A drunk guy in Alaska decides to go ice fishing. So he packs up his stuff and goes out onto the ice.
He starts sawing a hole in the ice, and a loud booming voice says, "YOU WILL FIND NO FISH UNDER THAT ICE!"
The drunk looks up, ignores it, and continues on. The voice repeats, "YOU WILL FIND NO FISH UNDER THE ICE."
The drunk looks up and says, "God? Is this God trying to warn me?"
The voice says "NO, I'M THE MANAGER OF THIS ICE RINK."
hooligan hijinx
 
 
A big hulking hooligan walks into a bar, slams his fist down, and yells "Give me a Budweiser, or...!"

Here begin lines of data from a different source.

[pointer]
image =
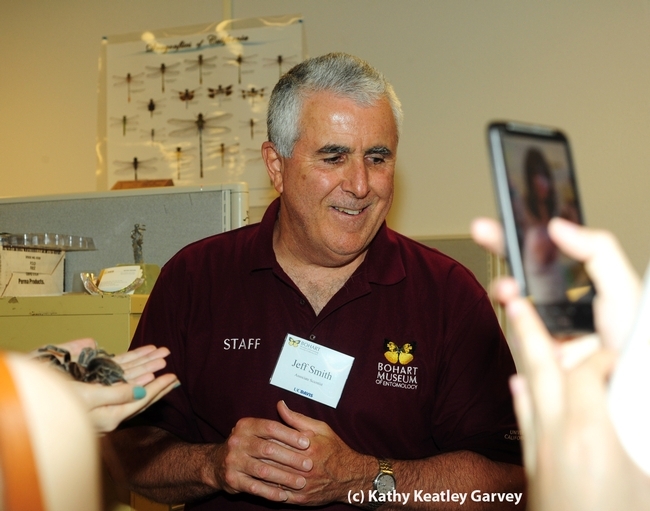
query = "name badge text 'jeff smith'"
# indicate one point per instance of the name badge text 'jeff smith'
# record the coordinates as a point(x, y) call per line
point(311, 370)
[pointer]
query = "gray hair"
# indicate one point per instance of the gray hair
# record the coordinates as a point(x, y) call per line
point(339, 73)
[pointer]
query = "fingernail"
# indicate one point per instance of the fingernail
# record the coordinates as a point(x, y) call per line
point(139, 392)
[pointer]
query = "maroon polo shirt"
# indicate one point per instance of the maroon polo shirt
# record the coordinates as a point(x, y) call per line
point(223, 307)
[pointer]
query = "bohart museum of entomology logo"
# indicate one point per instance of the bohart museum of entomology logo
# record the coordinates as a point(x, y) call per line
point(398, 371)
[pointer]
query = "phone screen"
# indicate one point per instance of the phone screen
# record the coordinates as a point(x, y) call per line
point(537, 182)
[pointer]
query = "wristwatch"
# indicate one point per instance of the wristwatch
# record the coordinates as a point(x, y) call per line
point(384, 481)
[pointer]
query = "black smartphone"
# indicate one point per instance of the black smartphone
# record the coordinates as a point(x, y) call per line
point(535, 181)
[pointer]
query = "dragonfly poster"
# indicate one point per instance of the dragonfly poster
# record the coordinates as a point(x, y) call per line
point(189, 103)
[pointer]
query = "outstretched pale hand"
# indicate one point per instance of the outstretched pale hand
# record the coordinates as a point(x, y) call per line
point(108, 406)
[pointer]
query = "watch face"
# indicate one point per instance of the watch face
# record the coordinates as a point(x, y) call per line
point(385, 483)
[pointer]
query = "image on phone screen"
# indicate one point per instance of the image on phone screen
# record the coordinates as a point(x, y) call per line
point(541, 185)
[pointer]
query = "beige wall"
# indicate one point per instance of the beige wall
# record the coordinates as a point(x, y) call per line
point(582, 65)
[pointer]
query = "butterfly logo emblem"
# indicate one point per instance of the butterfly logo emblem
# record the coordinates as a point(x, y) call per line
point(402, 354)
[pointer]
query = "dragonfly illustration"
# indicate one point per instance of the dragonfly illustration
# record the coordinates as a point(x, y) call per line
point(223, 149)
point(164, 71)
point(199, 63)
point(252, 93)
point(129, 80)
point(240, 61)
point(280, 61)
point(252, 123)
point(135, 165)
point(198, 127)
point(152, 105)
point(182, 157)
point(220, 91)
point(153, 134)
point(127, 123)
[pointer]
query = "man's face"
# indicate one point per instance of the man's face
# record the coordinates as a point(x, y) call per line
point(337, 187)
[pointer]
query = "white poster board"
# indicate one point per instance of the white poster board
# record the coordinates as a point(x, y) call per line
point(189, 104)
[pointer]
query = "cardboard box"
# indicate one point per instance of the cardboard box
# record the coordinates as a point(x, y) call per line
point(31, 271)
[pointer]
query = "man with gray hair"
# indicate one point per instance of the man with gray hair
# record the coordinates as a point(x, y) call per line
point(325, 360)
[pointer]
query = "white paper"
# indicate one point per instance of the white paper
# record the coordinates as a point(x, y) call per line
point(311, 370)
point(119, 277)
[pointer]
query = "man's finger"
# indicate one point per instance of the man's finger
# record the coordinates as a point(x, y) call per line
point(489, 234)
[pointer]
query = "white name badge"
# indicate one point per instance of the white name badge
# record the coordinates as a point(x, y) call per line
point(311, 370)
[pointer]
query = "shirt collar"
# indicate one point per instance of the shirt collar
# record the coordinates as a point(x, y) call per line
point(383, 263)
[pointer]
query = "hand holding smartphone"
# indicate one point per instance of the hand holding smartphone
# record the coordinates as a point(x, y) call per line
point(535, 181)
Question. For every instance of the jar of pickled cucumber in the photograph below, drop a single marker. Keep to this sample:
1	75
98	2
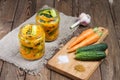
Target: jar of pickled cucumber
49	19
32	41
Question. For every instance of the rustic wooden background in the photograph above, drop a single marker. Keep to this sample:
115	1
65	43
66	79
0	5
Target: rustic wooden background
14	12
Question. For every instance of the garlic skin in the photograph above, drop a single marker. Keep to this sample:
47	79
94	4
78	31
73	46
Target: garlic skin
83	19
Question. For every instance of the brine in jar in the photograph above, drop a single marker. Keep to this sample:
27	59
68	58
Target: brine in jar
49	19
32	41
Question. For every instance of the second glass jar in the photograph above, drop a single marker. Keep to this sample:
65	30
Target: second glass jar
49	19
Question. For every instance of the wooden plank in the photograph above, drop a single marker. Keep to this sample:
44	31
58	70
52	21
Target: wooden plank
102	17
115	13
80	6
68	68
26	8
10	72
6	6
64	6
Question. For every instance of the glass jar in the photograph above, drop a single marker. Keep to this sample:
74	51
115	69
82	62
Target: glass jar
49	19
32	41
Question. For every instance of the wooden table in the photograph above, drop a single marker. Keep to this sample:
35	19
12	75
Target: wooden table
14	12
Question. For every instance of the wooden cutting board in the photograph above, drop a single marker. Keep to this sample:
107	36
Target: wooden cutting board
68	69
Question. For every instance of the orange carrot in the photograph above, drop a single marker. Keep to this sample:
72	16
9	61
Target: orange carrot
83	36
89	40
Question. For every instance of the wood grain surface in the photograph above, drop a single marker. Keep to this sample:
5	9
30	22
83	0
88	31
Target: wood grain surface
67	69
14	12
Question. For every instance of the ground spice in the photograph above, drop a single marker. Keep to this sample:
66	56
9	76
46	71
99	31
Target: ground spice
79	68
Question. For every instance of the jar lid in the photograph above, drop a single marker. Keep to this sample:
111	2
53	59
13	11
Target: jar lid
31	31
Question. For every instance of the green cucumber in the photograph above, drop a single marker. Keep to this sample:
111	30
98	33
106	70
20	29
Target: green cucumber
90	55
53	13
96	47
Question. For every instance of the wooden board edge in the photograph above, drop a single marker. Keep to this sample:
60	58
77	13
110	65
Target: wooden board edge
105	33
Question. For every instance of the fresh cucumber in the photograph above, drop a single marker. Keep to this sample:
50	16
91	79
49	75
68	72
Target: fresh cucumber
96	47
90	55
53	13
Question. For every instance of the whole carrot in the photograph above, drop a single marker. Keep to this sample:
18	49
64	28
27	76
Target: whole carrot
83	36
89	40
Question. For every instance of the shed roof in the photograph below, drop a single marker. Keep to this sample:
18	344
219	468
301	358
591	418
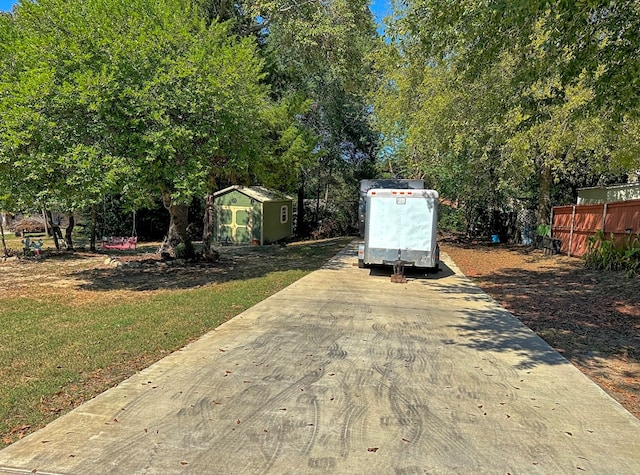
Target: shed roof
258	193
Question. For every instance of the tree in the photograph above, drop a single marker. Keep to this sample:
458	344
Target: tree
134	97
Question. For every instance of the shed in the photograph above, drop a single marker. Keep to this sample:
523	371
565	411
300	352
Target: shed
252	215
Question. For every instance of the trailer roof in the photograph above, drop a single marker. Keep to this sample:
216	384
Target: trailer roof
407	193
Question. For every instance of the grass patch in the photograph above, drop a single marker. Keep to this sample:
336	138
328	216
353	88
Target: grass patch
64	348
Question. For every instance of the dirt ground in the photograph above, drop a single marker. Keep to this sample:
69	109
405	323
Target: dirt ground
592	318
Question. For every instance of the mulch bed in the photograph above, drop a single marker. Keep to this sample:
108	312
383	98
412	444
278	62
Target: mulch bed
592	318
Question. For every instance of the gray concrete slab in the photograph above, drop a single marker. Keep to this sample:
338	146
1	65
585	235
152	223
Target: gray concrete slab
345	372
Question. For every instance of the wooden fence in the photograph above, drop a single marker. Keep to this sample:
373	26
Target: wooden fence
574	224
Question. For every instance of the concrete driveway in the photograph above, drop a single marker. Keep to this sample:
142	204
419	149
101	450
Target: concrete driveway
345	372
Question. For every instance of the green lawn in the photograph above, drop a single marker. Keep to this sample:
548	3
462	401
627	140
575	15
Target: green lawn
58	351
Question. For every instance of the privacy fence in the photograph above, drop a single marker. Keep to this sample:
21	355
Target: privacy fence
574	224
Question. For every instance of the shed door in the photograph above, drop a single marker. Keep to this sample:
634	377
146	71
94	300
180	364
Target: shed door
235	224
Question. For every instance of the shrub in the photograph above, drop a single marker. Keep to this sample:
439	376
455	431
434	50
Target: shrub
605	254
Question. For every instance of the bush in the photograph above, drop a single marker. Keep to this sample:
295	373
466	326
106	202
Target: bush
605	254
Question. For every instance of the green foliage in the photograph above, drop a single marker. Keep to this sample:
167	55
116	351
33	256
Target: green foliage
500	102
607	255
127	97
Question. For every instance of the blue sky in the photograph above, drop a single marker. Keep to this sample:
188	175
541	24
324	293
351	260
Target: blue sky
379	7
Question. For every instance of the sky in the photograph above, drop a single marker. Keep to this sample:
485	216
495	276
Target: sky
380	8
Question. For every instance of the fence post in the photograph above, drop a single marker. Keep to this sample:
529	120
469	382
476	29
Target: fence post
573	217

Scared, the bartender serves the man his Budweiser. This happens everyday for a week straight, and the bartender turns into a nervous wreck. He asks his wife for advice, and she tells him he should stand up for himself. Easier said than done, he thinks, but he decides to try it. The next day, the hooligan returns.

"Give me a Budweiser, or...!"

"O-o-o-o-r-r-r... w-w-what?" stammers the bartender.

"A small Coke."
just a juggalo
 
 
A man is driving home, when is pulled over by a patrolman for a broken blinker. The cop looks into the guys' car and sees a collection of knives in the backseat.

"Sir," the cop says. "Why do you have all those knives?"

"They're for my juggling act," the man says.

"I don't believe you," says the cop. "Prove it." So the man gets out of his car and begins juggling the knives. At the same time, a car with two guys in it drives by.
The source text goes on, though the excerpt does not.